I decided rather than push the speakers beyond their limits, i would simply sell my xpa-3 and focus on room treatments. i believe this will be the most beneficial for my room and budget at the moment.


----------



## Jarrod (Sep 29, 2009)

I missed that you were trying to drive mini-monitors. Those speakers are great but they don't require a big amp to drive them well (which is one of their nice qualities IMO). I used to have a pair of Atoms in the spare room, myself...

I would double-check your crossover settings on the receiver and your subwoofer. In particular, make sure your sub amp's crossover is defeated (if it can be turned off), or turned to its highest frequency setting (if it can't be turned off). If your reciever is crossing over at 80Hz, and you also have your sub's crossover engaged, it can create a "hole" near the crossover frequency.
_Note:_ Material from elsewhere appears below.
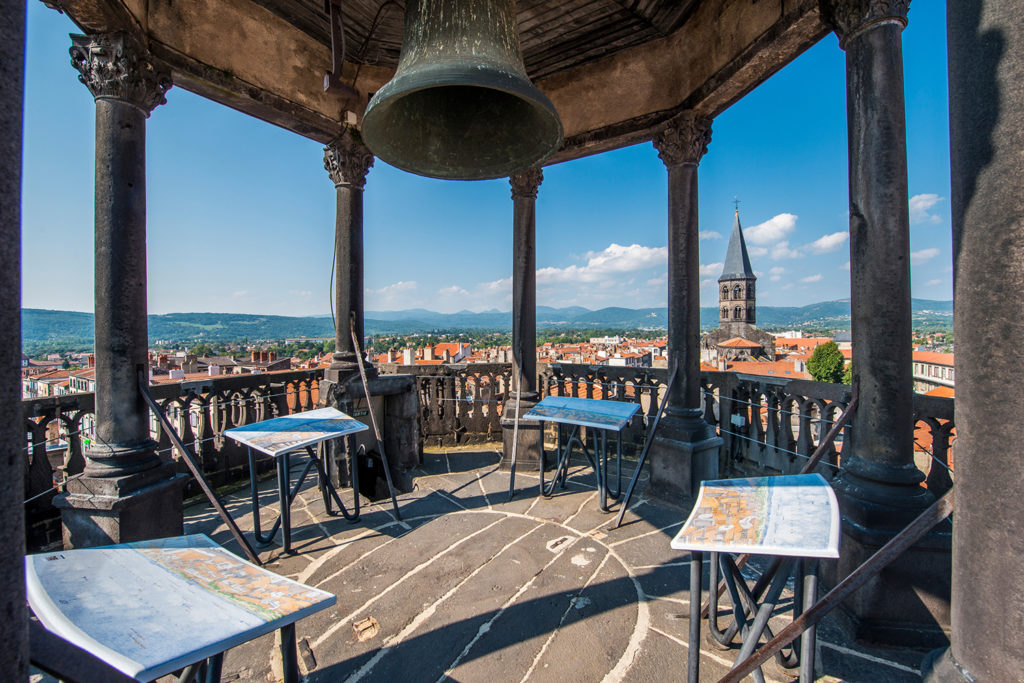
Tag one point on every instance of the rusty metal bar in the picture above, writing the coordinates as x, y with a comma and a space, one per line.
939, 510
806, 469
197, 472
Something as simple as watching an SPL meter while a frequency sweep tone plays through your system will help you pinpoint the area that needs most attention. If you can do that to quantify the issue, it would help a lot.


----------



## salvasol (Oct 31, 2006)

mlkmgr said:


> ... at higher volumes (what i watch movies at), i heard what sounded like hissing. a high pitched ssssssssssssssss is the best way to describe it. this came from the 3 fronts that were connected to the emotiva...


Probably is the infamous "ground loop"...I have the same problem when I use my Samson, I haven't look for a solution yet.
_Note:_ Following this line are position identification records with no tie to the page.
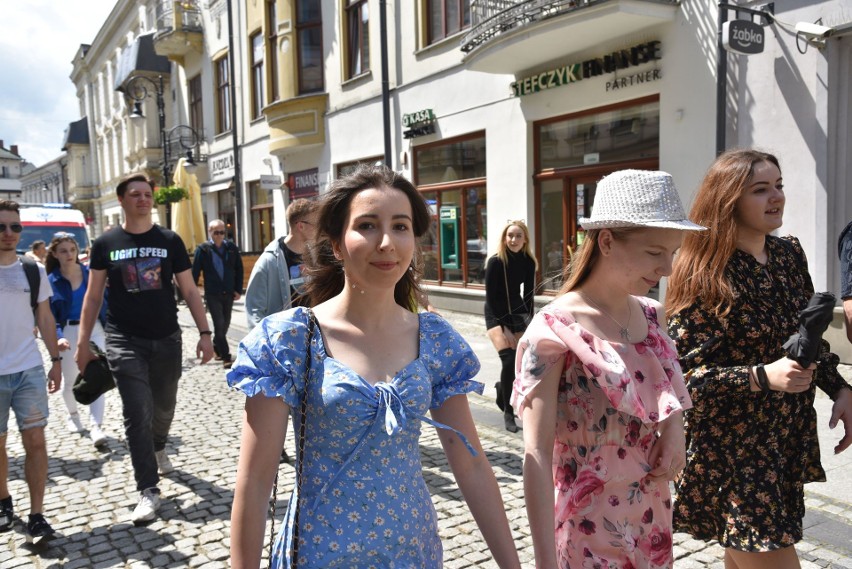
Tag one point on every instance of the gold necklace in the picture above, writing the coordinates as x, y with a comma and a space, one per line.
623, 331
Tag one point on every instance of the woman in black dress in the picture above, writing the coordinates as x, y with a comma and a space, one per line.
733, 300
508, 310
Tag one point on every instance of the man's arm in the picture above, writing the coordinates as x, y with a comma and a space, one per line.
47, 326
204, 349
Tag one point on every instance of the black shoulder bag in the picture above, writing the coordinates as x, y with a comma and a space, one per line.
294, 552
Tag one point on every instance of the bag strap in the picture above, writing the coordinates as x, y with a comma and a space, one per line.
33, 279
302, 415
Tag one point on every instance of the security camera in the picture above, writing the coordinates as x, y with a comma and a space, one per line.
813, 31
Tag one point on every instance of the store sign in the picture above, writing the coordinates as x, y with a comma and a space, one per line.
742, 36
573, 72
304, 184
222, 166
268, 182
417, 124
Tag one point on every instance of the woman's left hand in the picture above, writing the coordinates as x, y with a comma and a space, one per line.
668, 457
842, 411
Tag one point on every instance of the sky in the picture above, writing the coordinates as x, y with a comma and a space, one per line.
38, 40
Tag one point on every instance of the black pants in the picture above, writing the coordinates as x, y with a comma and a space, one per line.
220, 307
I suggest you to keep your amplifier, it will come handy when you upgrade your speakers, you can reconnect everything again and look for a solution to the hum ...there's some really easy :T


----------



## mlkmgr (Jan 24, 2009)

i am in no rush to upgrade speakers. paradigm has some new SE series coming out that i am hoping to audition. i believe room treatments will be the next step and will be more beneficial than upgrading speakers at the moment. i also need to figure out all the options with the speaker settings, eq, etc within the receiver. time for me to R_T_F_M!!! :flex:


----------



## Lordoftherings (Feb 8, 2009)

Your Emotiva XPA-3 is a terrific power amplifier, keep it.

* Your problem is not too much power, it is probably a ground loop or a gain to adjust; 
or from the receiver end or from your power amp (if avail.).
-> You should call Emotiva, and let them know about this, they'll help you out.

** Happens to other people too, and I know there is a solution.


----------